C’est à un ingénieur autrichien, ancien étudiant de l’université de Vienne, un certain Alexander Wienerberger que l’on doit une partie des preuves irréfutables de la grande famine du début des années 30. Cet homme, qui se retrouva prisonnier derrière le rideau de fer à partir de 1919, fut brièvement emprisonné avant d’être affecté dans le secteur industriel soviétique. Il travailla donc pendant de nombreuses années dans des usines chimiques à travers l’URSS. A l’occasion de son séjour à Kharkiv il sera témoin de scènes irréelles et il aura la présence d’esprit de réaliser quelques clichés. Illégalement, il réalisera donc une centaine d’images à l’aide d’un Leica. Pour exfiltrer ses images interdites il se rapprochera de son ambassade. Les photos seront finalement publiées une première fois en 1934. Et un an plus tard en 1935, toujours sous anonymat afin d’éviter toute poursuite. Le titre était sans équivoque « La Russie doit-elle mourir de faim? ». En 1939 Alexander Wienerberger publia son propre livre de photos sur la vie en URSS et il consacra deux chapitres au génocide ukrainien. Il publiera de nouveau des photos lorsqu’il rédigera ses mémoires en 1942. Lors de la grande défaite du III ème Reich, il évita soigneusement les zones contrôlées par les soviétiques et il parti à Salzbourg où il mourru à l’âge de 63 ans en 1955.

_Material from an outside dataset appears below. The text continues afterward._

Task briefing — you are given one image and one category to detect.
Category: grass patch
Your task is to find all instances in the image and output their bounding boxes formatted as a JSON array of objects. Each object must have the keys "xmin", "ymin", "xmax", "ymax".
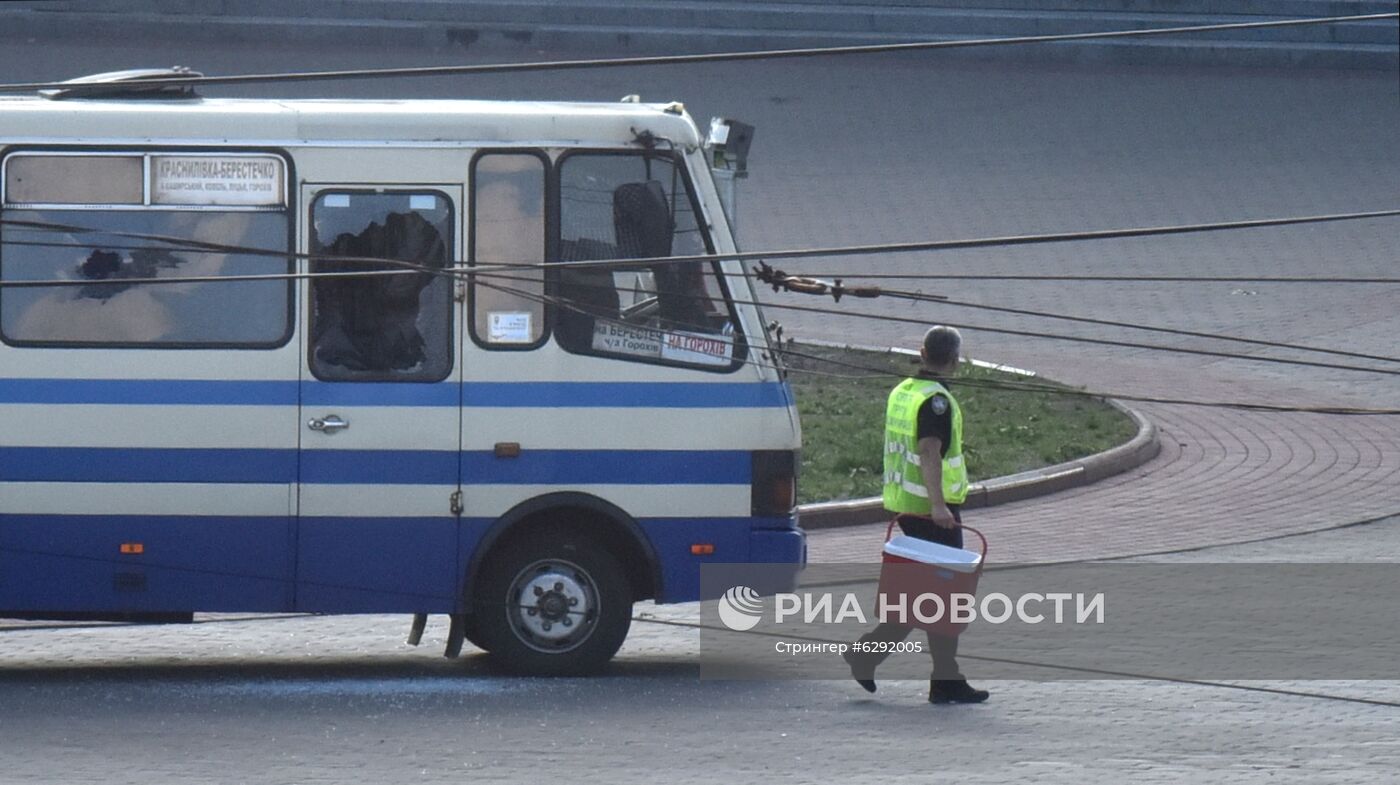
[{"xmin": 785, "ymin": 343, "xmax": 1138, "ymax": 505}]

Les famines en Union Soviétiques

Si le génocide de 1932-1933 provoqua la mort de cinq millions de personnes, ce ne fût malheureusement pas la dernière famine que due affronter l’URSS. Il y eut par exemple la famine de 1946-1947, un moment de l’histoire où la sécheresse et les conséquences de la Seconde guerre mondiale provoquèrent plus d’un million et demi de morts.

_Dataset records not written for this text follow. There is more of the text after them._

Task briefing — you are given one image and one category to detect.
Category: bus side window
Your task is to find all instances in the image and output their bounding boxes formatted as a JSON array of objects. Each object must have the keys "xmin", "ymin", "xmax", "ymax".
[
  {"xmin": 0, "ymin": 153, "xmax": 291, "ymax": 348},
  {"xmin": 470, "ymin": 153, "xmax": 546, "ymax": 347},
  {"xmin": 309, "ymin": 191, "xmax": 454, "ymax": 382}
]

1921, 1933, 1947 autant d’années noires où des millions de personnes périrent pour un système collectiviste et une idéologie mortifère dont le seul but était la marche forcée vers l’industrialisation.

Paul Klebnikov, un journaliste de Forbes assassiné dans les rues de Moscou au début des années 2000, disait que les russes avaient peur de deux choses, mourir de faim et mourir de froid.